Four-tier assessment

We’ve looked at a classification of evaluators that matches our understanding of the complexity of the assessment tasks we could ask students to perform. If we want to look at this from an aesthetic framing then, as Dewey notes:

“By common consent, the Parthenon is a great work of art. Yet it has aesthetic standing only as the work becomes an experience for a human being.”

John Dewey, Art as Experience, Chapter 1, The Live Creature.

Having a classification of evaluators cannot be appreciated aesthetically unless we provide a way for it to be experienced. Our aesthetic framing demands an implementation that makes use of such an evaluator classification, applies to a problem where we can apply a pedagogical lens and then, finally, we can start to ask how aesthetically pleasing it is.

And this is what brings us to beauty.

A systematic allocation of tasks to these different evaluators should provide valid and reliable marking, assuming we’ve carried out our design phase correctly. But what about fairness, motivation or relevancy, the three points that we did not address previously? To be able to satisfy these aesthetic constraints, and to confirm the others, it now matters how we handle these evaluation phases because it’s not enough to be aware that some things are going to need different approaches, we have to create a learning environment to provide fairness, motivation and relevancy.

I’ve already argued that arbitrary deadlines are unfair, that extrinsic motivational factors are grossly inferior to those found within, and, in even earlier articles, that we too insist on the relevancy of the measurements that we have, rather than designing for relevancy and insisting on the measurements that we need.

To achieve all of this and to provide a framework that we can use to develop a sense of aesthetic satisfaction (and hence beauty), here is a brief description of a four-tier, penalty free, assessment.

Let’s say that, as part of our course design, we develop an assessment item, A1, that is one of the elements to provide evaluation coverage of one of the knowledge areas. (Thus, we can assume that A1 is not required to be achieved by itself to show mastery but I will come back to this in a later post.)

Recall that the marking groups are: E1, expert human markers; E2, trained or guided human markers; E3, complex automated marking; and E4, simple and mechanical automated marking.

A1 has four, inbuilt, course deadlines but rather than these being arbitrary reductions of mark, these reflect the availability of evaluation resource, a real limitation as we’ve already discussed. When the teacher sets these courses up, she develops an evaluation scheme for the most advanced aspects (E1, which is her in this case), an evaluation scheme that could be used by other markers or her (E2), an E3 acceptance test suite and some E4 tests for simplicity. She matches the aspects of the assignment to these evaluation groups, building from simple to complex, concrete to abstract, definite to ambiguous.

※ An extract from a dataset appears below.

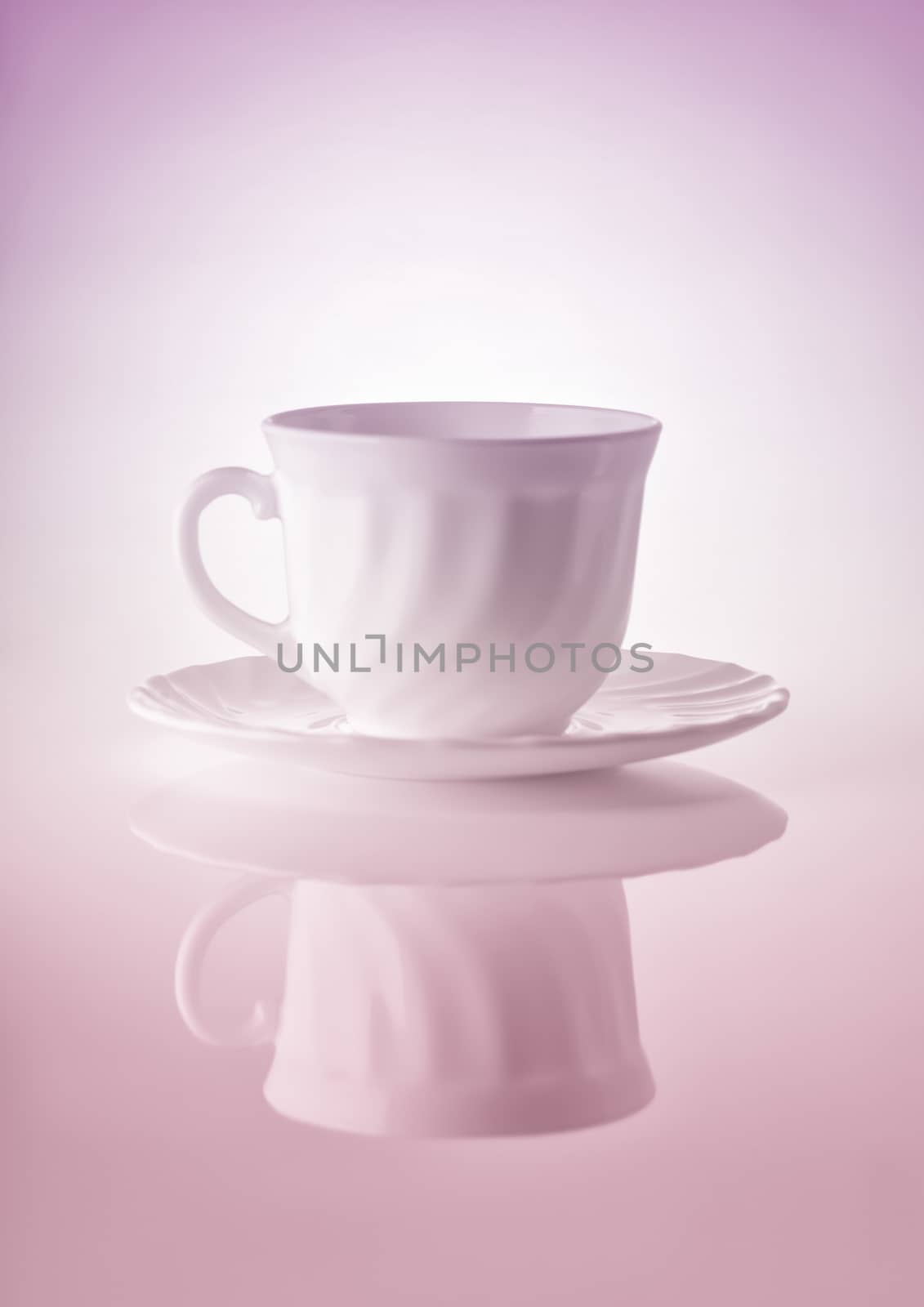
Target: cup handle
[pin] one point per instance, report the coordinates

The overall assessment of work consists of the evaluation of four separate areas, associated with each of the evaluators. Individual components of the assessment build up towards the most complex but, for example, a student should usually have had to complete at least some of E4-evaluated work to be able to attempt E3.

Here’s a diagram of the overall pattern for evaluation and assessment.


The first deadline for the assignment is where all evaluation is available. If students provide their work by this time, the E1 will look at the work, after executing the automated mechanisms, first E4 then E3, and applying the E2 rubrics. If the student has actually answered some E1-level items, then the “top tier” E1 evaluator will look at that work and evaluate it. Regardless of whether there is E1 work or not, human-written feedback from the lecturer on everything will be provided if students get their work in at that point. This includes things that would be of help for all other levels. This is the richest form of feedback, it is the most useful to the students and, if we are going to use measures of performance, this is the point at which the most opportunities to demonstrate performance can occur.

This feedback will be provided in enough time that the students can modify their work to meet the next deadline, which is the availability of E2 markers. Now TAs or casuals are marking instead or the lecturer is now doing easier evaluation from a simpler rubric. These human markers still start by running the automated scripts, E4 then E3, to make sure that they can mark something in E2. They also provide feedback on everything in E2 to E4, sent out in time for students to make changes for the next deadline.

Now note carefully what’s going on here. Students will get useful feedback, which is great, but because we have these staggered deadlines, we can pass on important messages as we identify problems. If the class is struggling with key complex or more abstract elements, harder to fix and requiring more thought, we know about it quickly because we have front-loaded our labour.

Once we move down to the fully automated systems, we’re losing opportunities for rich and human feedback to students who have not yet submitted. However, we have a list of students who haven’t submitted, which is where we can allocate human labour, and we can encourage them to get work in, in time for the E3 “complicated” script. This E3 marking script remains open for the rest of the semester, to encourage students to do the work sometime ahead of the exam. At this point, the discretionary allocation of labour for feedback is possible, because the lecturer has done most of the hard work in E1 and E2 and should, with any luck, have far fewer evaluation activities for this particular assignment. (Other things may intrude, including other assignments, but we have time bounds on this one, which is better than we often have!)

Finally, at the end of the teaching time (in our parlance, a semester’s teaching will end then we will move to exams), we move the assessment to E4 marking only, giving students the ability (if required) to test their work to meet any “minimum performance” requirements you may have for their eligibility to sit the exam. Eventually, the requirement to enter a record of student performance in this course forces us to declare the assessment item closed.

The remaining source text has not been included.